The entire process, from initial contact to publication, took just over a year.
SOUP FOR SAM
More than 2,000 senior government executives won't be sitting behind their desks this week.
Rather, the large group of government leaders will be discussing homeland security and the war on terrorism at the Excellence in Government 2000 conference at the Marriott Wardman Park Hotel in Washington.
Among the briefers: White House Chief of Staff Andrew Card, Transportation Secretary Norman Y. Mineta, Health and Human Services Secretary Tommy G. Thompson and - to provide some much-needed therapy during these difficult days - Jack Canfield, author and co-creator of the popular series of books that includes "Chicken Soup for the Soul."
LOADED FOR BEAR
Among members voting in committee last week to secure the nation's borders by moving the U.S. Customs Services into the new Department of Homeland Security was House Ways and Means Committee member Rep.
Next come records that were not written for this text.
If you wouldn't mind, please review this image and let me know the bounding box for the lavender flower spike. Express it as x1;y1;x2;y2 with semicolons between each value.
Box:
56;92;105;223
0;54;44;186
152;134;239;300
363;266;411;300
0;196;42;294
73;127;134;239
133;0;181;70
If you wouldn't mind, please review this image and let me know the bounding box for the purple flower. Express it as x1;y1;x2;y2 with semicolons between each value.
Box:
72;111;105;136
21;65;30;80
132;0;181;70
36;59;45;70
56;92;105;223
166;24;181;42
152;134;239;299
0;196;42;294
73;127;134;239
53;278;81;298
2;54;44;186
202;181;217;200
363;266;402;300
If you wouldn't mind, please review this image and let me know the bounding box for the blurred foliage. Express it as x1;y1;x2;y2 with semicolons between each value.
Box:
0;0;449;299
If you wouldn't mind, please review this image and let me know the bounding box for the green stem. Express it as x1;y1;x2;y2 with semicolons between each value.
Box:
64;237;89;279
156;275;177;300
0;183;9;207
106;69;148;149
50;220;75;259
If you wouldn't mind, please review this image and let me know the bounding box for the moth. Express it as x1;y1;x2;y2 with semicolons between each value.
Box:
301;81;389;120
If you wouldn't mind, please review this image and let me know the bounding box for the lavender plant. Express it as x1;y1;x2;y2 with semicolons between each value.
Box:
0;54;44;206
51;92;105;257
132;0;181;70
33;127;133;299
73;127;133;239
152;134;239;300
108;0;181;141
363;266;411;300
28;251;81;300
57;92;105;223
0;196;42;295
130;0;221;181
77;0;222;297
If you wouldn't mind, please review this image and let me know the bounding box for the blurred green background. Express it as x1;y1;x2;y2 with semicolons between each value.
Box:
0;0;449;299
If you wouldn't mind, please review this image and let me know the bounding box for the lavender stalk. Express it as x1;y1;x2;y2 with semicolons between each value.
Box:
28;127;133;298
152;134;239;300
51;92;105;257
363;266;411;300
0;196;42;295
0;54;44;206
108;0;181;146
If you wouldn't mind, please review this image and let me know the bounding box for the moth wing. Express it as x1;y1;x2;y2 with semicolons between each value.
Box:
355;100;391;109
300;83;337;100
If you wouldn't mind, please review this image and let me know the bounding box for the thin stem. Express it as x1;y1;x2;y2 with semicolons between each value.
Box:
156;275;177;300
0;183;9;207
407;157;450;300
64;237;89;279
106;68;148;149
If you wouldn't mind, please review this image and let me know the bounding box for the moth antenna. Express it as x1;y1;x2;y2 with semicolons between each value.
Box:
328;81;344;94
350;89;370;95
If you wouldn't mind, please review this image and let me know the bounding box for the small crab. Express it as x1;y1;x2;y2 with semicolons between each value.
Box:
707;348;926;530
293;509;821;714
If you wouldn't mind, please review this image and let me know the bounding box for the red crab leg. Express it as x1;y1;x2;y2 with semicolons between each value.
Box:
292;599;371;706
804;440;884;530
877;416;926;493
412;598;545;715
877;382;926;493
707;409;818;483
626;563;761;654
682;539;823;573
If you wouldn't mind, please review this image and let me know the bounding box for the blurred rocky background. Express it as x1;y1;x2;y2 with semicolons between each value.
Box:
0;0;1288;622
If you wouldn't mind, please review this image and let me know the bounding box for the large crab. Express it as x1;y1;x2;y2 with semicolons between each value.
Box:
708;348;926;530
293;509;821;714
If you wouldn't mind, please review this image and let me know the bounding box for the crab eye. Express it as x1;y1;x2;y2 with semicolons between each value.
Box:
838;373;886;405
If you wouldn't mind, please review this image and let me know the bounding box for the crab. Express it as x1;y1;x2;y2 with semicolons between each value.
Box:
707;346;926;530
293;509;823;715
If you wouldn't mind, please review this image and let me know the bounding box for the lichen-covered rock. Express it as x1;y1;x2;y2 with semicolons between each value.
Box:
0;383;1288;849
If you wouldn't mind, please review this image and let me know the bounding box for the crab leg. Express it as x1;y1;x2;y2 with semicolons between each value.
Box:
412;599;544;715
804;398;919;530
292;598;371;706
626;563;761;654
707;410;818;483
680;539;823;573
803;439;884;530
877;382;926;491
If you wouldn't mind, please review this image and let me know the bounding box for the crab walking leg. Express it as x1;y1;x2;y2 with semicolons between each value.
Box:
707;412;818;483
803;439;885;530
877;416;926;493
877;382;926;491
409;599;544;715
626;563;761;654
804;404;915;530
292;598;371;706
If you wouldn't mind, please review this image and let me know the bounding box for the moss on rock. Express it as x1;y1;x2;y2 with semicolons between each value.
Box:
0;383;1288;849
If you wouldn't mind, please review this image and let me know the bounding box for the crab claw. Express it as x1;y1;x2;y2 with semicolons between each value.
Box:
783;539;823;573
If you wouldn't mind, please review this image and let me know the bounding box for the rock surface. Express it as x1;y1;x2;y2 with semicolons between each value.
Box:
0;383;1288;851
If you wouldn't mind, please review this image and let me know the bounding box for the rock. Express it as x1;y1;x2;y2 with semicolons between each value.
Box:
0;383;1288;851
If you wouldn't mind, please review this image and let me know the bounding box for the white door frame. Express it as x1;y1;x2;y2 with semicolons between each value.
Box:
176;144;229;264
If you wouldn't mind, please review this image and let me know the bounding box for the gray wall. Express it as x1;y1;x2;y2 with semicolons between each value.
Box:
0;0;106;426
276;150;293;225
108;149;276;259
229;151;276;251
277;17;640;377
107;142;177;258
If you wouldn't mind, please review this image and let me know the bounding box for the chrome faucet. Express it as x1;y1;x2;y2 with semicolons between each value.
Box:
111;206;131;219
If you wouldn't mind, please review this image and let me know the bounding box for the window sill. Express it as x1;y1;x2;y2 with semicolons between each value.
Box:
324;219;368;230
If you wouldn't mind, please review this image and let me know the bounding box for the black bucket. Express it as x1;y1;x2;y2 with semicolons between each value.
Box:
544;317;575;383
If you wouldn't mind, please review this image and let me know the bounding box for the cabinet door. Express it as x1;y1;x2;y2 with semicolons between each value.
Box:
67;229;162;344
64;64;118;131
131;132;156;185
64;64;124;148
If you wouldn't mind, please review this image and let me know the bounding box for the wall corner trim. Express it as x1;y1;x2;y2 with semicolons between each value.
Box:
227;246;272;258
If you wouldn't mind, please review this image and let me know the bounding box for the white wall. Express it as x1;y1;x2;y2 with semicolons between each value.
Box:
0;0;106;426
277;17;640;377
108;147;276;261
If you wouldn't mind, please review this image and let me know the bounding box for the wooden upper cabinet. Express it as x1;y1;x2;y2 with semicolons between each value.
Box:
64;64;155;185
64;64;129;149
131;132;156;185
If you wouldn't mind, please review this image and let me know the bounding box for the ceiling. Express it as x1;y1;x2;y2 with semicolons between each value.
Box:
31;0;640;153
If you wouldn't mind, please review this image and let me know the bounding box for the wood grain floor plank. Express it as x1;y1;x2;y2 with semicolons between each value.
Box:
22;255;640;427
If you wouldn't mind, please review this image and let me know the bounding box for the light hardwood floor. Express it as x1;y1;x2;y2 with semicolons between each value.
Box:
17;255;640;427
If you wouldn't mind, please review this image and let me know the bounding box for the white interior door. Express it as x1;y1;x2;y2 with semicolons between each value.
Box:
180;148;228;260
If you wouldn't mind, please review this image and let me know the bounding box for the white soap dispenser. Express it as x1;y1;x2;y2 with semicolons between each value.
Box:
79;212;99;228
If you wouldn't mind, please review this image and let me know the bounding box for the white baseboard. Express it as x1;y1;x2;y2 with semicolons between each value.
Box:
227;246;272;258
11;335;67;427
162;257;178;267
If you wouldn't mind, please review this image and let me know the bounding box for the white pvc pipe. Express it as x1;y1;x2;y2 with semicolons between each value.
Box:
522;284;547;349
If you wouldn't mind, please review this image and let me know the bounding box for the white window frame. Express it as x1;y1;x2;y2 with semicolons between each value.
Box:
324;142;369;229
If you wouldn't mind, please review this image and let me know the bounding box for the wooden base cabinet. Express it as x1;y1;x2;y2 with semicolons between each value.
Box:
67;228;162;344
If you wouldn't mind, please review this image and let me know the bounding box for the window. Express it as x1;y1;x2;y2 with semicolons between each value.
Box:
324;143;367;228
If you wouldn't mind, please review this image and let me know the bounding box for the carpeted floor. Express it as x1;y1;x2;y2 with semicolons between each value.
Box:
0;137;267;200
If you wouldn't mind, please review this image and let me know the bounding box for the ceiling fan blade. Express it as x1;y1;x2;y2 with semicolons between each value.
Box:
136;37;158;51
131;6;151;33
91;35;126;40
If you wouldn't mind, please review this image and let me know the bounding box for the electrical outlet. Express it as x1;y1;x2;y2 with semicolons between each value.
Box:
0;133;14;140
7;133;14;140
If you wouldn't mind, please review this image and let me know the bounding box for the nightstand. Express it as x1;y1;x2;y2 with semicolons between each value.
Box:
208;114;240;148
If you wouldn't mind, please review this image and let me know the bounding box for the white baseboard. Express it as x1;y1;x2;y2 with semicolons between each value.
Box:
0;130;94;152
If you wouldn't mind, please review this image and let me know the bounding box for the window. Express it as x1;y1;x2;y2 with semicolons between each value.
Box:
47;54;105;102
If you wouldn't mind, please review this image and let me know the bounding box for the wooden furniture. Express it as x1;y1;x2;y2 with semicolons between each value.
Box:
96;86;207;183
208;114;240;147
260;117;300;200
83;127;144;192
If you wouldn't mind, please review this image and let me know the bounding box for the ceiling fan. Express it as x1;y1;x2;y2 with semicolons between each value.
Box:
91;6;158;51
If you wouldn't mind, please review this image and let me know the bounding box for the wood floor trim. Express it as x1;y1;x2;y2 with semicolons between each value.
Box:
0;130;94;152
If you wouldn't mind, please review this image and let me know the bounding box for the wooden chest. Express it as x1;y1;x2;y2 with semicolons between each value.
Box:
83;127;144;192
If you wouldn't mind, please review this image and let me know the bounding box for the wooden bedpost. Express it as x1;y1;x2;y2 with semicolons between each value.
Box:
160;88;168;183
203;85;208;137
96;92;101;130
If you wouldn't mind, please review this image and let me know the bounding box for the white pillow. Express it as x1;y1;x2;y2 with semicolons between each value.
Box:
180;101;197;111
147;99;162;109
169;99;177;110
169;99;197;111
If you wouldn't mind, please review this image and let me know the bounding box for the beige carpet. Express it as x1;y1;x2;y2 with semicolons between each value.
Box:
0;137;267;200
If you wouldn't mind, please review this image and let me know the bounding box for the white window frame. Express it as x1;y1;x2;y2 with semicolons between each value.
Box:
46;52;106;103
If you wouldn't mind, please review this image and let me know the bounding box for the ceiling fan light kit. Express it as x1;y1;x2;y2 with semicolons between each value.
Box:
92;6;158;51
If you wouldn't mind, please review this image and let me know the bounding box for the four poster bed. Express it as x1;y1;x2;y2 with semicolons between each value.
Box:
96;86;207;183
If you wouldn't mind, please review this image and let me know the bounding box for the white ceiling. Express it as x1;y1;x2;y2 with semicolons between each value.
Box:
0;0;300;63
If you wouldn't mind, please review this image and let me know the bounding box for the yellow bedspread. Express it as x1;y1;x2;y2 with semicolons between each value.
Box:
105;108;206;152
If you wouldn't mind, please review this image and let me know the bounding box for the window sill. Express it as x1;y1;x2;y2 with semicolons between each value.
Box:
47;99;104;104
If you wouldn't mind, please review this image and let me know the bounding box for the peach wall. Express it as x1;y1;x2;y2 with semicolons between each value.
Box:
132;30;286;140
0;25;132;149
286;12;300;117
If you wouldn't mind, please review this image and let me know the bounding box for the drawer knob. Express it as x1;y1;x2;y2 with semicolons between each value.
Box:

Mark Foley (R-Fla.)
"Bringing together all aspects of the government to work as a team will bolster our national security like nothing else," observed Foley, who after congressional redistricting will have three Customs offices in his region in West Palm, Fort Myers and Sarasota.
He warned evil-doers: "We're getting closer to having all our guns in a row, locked and loaded."
I, JOE, TAKE JIM
How does one gauge whether the Federal Marriage Amendment is gaining momentum in Congress? The ACLU has just mounted yet another attack on the amendment, that's how.
"As usual, the ACLU deserves a creative writing award for their inflammatory rhetoric and distorted description of the legal impact of the Federal Marriage Amendment," notes Matt Daniels, executive director of the Alliance for Marriage. "Bear in mind that the amendment would only do two things: one, define marriage in the U.S. as the union of male and female; and two, protect the existing authority of the state legislatures to decide all issues of marital benefits.
"Of course, both goals are so reasonable that the ACLU is forced to make straw-man arguments that the amendment will allegedly 'wipe out every single law protecting non-traditional families,' and so on."
Angela Colaiuta, national field organizer for the ACLU Action Network, just issued a memo to union worker bees to "oppose (the) intolerance" of the Federal Marriage Amendment - intolerance that knows no political boundaries.
"Representative Ronnie Shows (D-Miss.) has introduced a constitutional amendment that would attack the basic rights of millions of Americans," she points out. "The Federal Marriage Amendment would not only define marriage as strictly between a man and a woman, but it would also invalidate all legal protections for unmarried couples - gay or straight."